Anyway heres some other choices might be viable these days: - Flutter desktop https://flutter.dev/multi-platform/desktop - Jetbrains Compose https://www.jetbrains.com/lp/compose-mpp/

IMO immediate mode guis should be option as well, like imgui, egui. (But afaik you basically throw accessibility out of the window)

5 comments

Worth noting that learning Flutter means learning the language Dart, which is good for pretty much exactly one thing: writing flutter apps. If a friend was seeking to achieve proficiency in either frontend web tooling for the purposes of writing an electron app versus learning Dart, I know which _I'd_ recommend to said friend given the long term marketability of each.
for what it's worth I recently tried Flutter out and despite having never used Dart I kind of.. could just write it.

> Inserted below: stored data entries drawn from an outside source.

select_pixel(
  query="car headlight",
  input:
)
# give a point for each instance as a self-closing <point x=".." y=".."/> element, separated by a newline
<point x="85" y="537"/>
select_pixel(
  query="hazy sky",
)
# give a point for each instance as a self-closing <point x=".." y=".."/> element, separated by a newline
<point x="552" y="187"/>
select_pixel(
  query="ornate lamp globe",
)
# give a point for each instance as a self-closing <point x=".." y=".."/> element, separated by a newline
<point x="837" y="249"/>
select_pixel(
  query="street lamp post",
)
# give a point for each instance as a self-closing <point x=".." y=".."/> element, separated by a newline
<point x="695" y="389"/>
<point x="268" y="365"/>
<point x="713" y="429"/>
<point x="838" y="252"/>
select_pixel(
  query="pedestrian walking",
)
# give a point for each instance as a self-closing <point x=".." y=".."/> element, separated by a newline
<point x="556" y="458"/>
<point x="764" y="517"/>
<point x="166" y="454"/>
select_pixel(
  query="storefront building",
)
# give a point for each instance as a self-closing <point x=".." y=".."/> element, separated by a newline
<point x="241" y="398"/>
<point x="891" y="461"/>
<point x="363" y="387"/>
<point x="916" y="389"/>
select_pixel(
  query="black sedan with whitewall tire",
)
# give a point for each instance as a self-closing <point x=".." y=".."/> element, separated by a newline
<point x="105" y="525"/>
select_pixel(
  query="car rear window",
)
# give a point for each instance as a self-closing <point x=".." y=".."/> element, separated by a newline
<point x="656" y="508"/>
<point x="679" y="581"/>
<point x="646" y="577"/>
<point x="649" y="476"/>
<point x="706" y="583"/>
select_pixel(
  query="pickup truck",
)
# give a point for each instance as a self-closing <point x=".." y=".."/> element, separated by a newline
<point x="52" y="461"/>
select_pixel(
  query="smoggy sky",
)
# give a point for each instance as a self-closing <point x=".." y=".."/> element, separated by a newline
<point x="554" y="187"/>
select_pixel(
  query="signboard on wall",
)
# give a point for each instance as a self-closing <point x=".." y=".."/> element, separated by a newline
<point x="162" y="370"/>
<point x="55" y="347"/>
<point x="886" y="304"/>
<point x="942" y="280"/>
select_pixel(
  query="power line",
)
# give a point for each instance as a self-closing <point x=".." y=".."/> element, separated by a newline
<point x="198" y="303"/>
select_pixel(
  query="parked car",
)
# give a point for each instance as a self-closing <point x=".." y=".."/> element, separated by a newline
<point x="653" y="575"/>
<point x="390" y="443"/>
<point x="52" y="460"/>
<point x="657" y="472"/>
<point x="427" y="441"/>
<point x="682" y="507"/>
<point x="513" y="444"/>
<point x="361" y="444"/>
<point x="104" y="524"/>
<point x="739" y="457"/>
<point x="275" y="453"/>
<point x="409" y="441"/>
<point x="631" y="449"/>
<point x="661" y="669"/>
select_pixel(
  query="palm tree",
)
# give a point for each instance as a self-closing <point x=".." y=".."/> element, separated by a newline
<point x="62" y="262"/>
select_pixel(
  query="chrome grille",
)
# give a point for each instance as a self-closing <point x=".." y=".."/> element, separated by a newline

It feels like the most unopinionated Algol type language ever and I've you've ever written Java or C# or JS it's very natural to pick up.

It bothered me so little that overall Flutter seemed way simpler to me than the web-tech stack because I had also very little experience with web apps.

I'm mainly a js developer these days, and I'd agree with that. At a language level, sure, Dart is quite easy to pick up. For every language though, I find the much harder part of being proficient is learning the ecosystem/best practices.
> learning Flutter means learning the language Dart

I think any current experienced software developer can easily switch between 3 or 4 popular languages, and pick up Dart quickly too since it's not that different from everything else out there. Dart is not Brainfuck or Lisp.

But would I want to insert Dart among one of those 3-4 languages just to make Flutter apps? I doubt it.
Canonical is using Flutter for many apps in Ubuntu Desktop, including the installer.

[0]https://github.com/orgs/canonical/repositories?q=&type=all&l...

The Lagrange browser for Gemini[0] was built in C with and it's cross-platform thanks to SDL. It's still possible.

[0]https://github.com/skyjake/lagrange

Everyone forgets about accessibility. Sure you can imagine just rendering various widgets to the screen but then coming up with a cross platform accessibility model that works with users’ existing tech is always pushed to the far off future. The amount of work done on platform native ui kits is astounding and web is the only platform I‘be used that can remotely come close.
Even though Compose Desktop is still Alpha, I think you can probably make something viable with it, after having tested it out a while.